新宿少数民族の声

国際ビジネスに長年携わった経験を活かして世相を論じる。

何故、自由民主党は石破茂氏を選んだのだろう

2024-10-05 07:24:28 | コラム
「何故、自由民主党は石破茂氏を選んだのだろう」と思った:

滅多にしないことだが、所信表明演説を聞いてみた。多くの政治ジャーナリストや評論家が「党内の反発を恐れて、石破氏独特のカラーを封印した」と論評していた。マイクが拾っていたヤジは「ルールを守れ」や「約束を守れ」というのが多かったと聞こえた。やじっている野党の連中は「何故そうなってしまったか」の背景を十分に承知の上で言っているのだろうと疑っているが。

このヤジを聞いて思いだしたのが2001年に発足した内閣で、小泉純一郎総理が国会で公約を守らなかったと追及され「公約の二つや三つを守らなかったというのは大した問題ではない」と言い切った事だった。小泉純一郎総理は個性豊かな方だったが、ここまで言い切ってしまったのと比較すれば、同じ慶應義塾大学出身の石破首相とは好対照だった。

幾つかのテレビ局は、石破首相が挨拶に回られたときに前原誠司氏に激励されて「言い出すと叩かれるのです」と既に本音を吐いておられたのを報じていた。所信表明演説でも本音を封印しておられたと聞いたし、そういう趣旨の論評が多い。

この封じ方が自ら選ばれた党内の党四役の幹部以下の空気を読んだ上でのことか、実際に釘を刺されたから禍かなどは知る由もないが、本当の所信を言わせないように管理するのであれば、石破氏は御し易いと選んだのかなと疑いたくもなる。
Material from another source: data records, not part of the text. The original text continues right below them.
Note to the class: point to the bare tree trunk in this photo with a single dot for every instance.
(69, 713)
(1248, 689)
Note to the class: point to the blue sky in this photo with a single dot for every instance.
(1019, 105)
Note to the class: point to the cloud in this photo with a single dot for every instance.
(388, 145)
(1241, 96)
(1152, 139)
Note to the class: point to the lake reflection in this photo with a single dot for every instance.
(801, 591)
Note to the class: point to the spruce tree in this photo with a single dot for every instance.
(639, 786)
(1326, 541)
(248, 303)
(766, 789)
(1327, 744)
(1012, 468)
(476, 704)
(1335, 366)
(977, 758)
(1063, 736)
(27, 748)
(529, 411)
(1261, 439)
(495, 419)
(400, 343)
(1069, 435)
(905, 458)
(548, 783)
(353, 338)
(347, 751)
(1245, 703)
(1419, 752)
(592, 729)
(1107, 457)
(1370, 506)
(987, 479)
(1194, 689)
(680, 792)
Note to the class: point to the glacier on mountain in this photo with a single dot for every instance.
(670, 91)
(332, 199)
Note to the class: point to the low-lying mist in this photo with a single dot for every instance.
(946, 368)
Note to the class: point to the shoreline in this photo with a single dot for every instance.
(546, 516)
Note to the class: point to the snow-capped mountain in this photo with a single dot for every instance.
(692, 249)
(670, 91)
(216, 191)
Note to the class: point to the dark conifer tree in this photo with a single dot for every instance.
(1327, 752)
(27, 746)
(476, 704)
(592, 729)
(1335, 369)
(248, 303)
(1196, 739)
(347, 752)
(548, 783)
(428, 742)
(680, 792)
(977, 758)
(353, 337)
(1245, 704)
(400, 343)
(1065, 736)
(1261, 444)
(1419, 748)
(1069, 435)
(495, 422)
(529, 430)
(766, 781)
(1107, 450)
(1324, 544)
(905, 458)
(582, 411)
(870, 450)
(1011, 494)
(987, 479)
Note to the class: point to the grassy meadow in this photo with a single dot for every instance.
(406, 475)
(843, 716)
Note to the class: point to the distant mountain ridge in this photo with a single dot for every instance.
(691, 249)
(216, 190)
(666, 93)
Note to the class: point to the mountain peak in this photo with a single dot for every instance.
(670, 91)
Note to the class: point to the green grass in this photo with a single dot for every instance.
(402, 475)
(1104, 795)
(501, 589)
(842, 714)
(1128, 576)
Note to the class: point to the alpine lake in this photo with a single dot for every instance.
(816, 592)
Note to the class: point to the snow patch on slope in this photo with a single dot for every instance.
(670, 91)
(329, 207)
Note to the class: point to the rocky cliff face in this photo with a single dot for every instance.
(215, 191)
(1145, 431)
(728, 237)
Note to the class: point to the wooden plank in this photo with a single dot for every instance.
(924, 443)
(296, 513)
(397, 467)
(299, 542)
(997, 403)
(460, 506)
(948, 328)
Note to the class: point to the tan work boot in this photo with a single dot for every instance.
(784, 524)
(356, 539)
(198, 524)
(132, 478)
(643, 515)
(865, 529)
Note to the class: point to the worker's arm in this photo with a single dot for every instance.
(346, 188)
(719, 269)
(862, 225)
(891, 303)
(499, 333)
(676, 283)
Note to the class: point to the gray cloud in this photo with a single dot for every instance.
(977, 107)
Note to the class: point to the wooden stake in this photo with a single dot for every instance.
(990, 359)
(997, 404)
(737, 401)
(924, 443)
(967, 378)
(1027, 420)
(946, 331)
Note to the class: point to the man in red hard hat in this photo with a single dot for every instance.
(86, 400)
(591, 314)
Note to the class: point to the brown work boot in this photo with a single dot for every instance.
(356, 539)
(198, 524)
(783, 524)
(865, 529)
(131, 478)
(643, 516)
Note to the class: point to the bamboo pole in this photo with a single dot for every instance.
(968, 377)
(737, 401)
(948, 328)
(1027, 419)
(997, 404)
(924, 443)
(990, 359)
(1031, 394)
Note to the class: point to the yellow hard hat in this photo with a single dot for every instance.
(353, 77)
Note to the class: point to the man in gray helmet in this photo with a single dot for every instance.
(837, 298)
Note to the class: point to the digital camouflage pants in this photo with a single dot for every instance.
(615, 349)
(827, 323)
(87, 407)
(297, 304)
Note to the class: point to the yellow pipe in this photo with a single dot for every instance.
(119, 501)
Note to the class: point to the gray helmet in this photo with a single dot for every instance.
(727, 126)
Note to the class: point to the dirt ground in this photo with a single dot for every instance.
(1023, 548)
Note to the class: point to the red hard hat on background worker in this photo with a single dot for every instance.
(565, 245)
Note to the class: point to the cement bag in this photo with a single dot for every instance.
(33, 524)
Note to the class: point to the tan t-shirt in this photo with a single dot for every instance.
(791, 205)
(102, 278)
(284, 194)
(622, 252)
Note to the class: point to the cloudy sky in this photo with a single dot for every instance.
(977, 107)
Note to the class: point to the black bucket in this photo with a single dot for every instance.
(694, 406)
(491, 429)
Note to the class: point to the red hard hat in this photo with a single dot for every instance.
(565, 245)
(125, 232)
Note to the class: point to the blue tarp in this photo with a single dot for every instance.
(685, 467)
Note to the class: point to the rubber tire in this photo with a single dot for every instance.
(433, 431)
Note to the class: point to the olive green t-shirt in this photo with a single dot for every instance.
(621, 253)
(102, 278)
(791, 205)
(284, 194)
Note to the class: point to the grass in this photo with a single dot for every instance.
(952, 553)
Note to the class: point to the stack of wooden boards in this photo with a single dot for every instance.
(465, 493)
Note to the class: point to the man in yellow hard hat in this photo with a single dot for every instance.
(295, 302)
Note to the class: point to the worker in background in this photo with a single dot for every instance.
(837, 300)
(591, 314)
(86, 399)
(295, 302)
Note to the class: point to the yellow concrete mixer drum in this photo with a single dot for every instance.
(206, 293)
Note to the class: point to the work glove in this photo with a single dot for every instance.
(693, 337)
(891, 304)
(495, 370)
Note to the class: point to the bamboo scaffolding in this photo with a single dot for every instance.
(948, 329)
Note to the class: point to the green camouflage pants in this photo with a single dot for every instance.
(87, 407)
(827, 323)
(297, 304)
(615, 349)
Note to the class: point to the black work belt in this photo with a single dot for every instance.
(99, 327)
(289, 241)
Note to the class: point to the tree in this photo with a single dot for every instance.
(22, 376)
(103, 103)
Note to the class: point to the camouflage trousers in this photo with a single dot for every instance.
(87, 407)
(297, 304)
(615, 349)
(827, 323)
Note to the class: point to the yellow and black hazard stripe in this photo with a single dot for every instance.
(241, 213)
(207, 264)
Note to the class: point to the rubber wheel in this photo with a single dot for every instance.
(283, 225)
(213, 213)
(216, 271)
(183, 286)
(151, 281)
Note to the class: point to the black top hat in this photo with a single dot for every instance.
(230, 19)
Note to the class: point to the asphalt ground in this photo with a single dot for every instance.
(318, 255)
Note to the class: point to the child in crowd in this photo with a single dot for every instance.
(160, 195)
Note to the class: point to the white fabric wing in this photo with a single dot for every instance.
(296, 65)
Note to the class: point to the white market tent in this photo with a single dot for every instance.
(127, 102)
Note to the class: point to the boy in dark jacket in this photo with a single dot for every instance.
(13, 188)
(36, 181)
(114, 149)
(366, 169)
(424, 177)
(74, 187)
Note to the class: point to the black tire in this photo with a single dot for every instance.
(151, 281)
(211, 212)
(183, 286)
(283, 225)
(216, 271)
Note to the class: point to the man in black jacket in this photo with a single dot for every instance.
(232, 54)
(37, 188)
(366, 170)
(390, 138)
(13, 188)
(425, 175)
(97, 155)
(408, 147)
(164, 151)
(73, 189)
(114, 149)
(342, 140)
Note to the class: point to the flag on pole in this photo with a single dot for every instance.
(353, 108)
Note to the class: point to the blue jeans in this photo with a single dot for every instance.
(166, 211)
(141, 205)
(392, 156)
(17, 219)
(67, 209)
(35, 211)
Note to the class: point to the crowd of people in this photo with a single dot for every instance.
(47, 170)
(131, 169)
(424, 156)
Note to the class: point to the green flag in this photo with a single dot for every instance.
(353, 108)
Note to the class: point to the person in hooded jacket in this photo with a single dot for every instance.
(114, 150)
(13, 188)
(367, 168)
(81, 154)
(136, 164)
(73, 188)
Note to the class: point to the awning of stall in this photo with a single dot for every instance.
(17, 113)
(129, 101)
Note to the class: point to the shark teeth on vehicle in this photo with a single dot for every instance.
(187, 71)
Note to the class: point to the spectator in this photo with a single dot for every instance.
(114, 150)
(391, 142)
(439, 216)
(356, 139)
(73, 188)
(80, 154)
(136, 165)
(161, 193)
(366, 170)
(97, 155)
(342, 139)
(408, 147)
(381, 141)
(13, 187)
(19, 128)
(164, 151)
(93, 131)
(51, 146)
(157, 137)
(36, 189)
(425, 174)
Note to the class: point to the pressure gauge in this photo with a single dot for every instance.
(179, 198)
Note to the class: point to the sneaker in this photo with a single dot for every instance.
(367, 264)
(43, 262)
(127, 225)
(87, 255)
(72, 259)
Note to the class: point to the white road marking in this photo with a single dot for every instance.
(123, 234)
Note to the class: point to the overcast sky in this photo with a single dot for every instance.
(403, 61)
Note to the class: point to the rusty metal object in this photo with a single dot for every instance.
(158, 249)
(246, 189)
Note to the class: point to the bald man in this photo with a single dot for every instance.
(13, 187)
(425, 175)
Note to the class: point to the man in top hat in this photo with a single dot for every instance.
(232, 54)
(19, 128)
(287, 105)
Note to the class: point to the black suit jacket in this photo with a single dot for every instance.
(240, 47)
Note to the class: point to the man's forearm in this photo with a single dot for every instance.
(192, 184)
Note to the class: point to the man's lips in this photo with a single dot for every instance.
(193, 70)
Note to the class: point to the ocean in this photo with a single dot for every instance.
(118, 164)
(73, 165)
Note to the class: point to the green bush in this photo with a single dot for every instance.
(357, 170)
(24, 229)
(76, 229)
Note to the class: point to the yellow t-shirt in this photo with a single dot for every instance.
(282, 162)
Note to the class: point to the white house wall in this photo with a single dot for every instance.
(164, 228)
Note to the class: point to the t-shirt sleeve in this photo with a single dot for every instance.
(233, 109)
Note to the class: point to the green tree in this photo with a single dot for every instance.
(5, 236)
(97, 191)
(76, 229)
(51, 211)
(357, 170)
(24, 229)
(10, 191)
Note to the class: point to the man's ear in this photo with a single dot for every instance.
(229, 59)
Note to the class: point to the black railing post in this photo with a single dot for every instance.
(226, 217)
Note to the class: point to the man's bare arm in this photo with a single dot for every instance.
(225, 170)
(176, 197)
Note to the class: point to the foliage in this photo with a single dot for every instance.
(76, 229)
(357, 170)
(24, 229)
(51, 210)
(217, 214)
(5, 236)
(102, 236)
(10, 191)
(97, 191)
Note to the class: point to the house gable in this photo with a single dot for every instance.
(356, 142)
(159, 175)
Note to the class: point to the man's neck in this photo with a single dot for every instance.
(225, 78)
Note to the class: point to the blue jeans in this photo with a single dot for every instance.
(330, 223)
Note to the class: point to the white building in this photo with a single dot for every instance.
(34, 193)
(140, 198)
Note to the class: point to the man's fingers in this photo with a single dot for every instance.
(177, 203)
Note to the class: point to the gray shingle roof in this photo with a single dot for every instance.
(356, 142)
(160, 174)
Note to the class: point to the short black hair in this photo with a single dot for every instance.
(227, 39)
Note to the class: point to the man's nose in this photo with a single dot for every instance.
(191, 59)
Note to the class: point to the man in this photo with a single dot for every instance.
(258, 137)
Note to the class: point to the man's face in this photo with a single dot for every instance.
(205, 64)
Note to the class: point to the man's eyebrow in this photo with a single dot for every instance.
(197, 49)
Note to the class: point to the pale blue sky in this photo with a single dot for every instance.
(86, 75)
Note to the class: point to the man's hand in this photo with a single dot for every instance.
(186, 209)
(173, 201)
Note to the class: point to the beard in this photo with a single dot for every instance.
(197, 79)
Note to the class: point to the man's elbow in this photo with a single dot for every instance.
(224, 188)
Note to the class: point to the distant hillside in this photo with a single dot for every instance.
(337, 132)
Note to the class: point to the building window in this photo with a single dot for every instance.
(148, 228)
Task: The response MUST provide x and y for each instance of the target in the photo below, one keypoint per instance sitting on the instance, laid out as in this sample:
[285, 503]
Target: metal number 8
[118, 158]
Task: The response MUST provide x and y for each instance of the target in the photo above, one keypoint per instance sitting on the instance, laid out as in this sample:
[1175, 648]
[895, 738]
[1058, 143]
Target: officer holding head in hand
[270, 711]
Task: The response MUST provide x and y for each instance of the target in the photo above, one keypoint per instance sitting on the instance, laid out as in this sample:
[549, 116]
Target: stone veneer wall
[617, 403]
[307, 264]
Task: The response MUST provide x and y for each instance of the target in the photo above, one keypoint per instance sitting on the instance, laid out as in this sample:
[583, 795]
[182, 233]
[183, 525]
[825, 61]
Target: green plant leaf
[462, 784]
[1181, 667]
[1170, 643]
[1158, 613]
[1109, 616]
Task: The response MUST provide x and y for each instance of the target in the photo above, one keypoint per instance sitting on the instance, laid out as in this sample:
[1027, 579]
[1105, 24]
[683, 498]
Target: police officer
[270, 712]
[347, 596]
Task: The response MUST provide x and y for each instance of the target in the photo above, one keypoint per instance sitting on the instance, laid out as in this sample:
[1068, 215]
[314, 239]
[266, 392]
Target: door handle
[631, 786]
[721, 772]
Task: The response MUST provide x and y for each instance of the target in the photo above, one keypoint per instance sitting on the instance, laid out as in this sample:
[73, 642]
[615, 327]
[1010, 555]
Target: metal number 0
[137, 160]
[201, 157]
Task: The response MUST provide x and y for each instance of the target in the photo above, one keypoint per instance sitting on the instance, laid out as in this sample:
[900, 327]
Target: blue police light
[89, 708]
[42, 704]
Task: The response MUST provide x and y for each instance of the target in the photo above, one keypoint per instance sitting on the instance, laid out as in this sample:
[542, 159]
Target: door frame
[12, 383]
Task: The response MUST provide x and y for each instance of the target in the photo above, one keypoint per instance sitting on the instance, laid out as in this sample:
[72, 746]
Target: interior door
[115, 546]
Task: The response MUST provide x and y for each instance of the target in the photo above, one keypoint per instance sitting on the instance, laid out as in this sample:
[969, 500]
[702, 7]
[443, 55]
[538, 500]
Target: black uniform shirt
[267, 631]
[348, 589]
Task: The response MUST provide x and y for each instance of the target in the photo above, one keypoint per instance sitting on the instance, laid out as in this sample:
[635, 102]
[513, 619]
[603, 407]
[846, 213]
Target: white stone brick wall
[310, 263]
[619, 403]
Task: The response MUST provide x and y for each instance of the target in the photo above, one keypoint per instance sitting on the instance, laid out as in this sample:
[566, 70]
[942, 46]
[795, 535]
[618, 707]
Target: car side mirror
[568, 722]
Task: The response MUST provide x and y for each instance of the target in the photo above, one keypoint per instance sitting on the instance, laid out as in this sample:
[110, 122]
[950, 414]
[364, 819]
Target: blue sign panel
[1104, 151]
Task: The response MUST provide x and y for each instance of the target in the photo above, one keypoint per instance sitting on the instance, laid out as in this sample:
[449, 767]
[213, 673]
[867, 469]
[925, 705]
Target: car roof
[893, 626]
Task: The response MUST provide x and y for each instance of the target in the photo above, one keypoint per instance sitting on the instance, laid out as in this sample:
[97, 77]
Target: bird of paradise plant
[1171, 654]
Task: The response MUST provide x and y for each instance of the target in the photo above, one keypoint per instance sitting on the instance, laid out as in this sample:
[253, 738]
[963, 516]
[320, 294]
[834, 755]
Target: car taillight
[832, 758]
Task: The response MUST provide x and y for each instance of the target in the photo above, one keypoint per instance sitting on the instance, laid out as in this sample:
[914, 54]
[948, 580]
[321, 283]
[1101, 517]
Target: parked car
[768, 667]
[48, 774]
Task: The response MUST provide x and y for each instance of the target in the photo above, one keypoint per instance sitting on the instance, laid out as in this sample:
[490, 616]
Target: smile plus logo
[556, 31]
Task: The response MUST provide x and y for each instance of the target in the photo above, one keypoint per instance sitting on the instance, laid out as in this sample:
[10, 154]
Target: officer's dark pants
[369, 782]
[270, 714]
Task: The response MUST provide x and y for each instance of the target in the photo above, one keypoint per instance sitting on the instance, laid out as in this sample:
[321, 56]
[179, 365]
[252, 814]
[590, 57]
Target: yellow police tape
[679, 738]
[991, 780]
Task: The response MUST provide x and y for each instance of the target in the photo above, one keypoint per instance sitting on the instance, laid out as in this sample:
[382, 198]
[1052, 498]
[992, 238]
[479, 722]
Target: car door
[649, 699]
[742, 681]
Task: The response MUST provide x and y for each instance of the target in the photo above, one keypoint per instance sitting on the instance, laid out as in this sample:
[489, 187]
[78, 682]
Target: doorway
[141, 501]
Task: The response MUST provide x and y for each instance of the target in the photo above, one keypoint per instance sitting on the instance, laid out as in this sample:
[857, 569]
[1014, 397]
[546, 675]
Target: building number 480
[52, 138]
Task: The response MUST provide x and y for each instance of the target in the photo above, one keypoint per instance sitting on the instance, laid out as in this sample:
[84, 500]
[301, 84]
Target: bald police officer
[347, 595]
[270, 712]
石破茂氏が五度目の挑戦をすると決意を表明されたときに、何となく閃いたことは「石破氏が勝ってしまうのではないか」だったが、勿論何らの理論的かつ具体的な裏付けなどない。同時に「来た事」は「石破氏を選ぶことが最悪の選択にならなければ良いのだが」だった。マスコミ論調では「岸田文雄氏では選挙の顔にならないという党内の声が」だったが、石破氏が小泉進次郎氏よりも良い顔という事か。

青山和弘氏は石破首相が「選挙は予算委員会の後でも良かったと思っている」と言っておられたと、地方局で述べていたと報じられていた。石破茂氏を選んだのは、小泉進次郎氏や高市早苗氏よりも選挙の顔に相応しいという選択だったのかも知れない。

だが、敢えて選んだはずの石破氏を押さえつけて(あるいは自発的に選挙中の主張を封印させて)マスコミに叩かせるのが、27日の投票日を前にして最善の策だったのだろうか。党の四役以下は「それでも勝てる戦略の用意と自信はある」と言うのだろうか。一有権者としては不可思議な選挙対策ではないのかと思って見ている。

余談の部類であるが、NHKのニュースでは「政治資金規正法の収支報告書不記載」と言って「裏金」は使っていない。石破首相の所信表明演説では「収支報告書不記載」と表現しておられた。私は先日も論じたが、この問題で「裏金」という表現は適切ではないと思うのだ。野党が「僚友の朝日新聞が使ったので、これ幸いにとばかりに自由民主党を非難攻撃する際の有力な材料に使うのは上品でない」と思うのだ。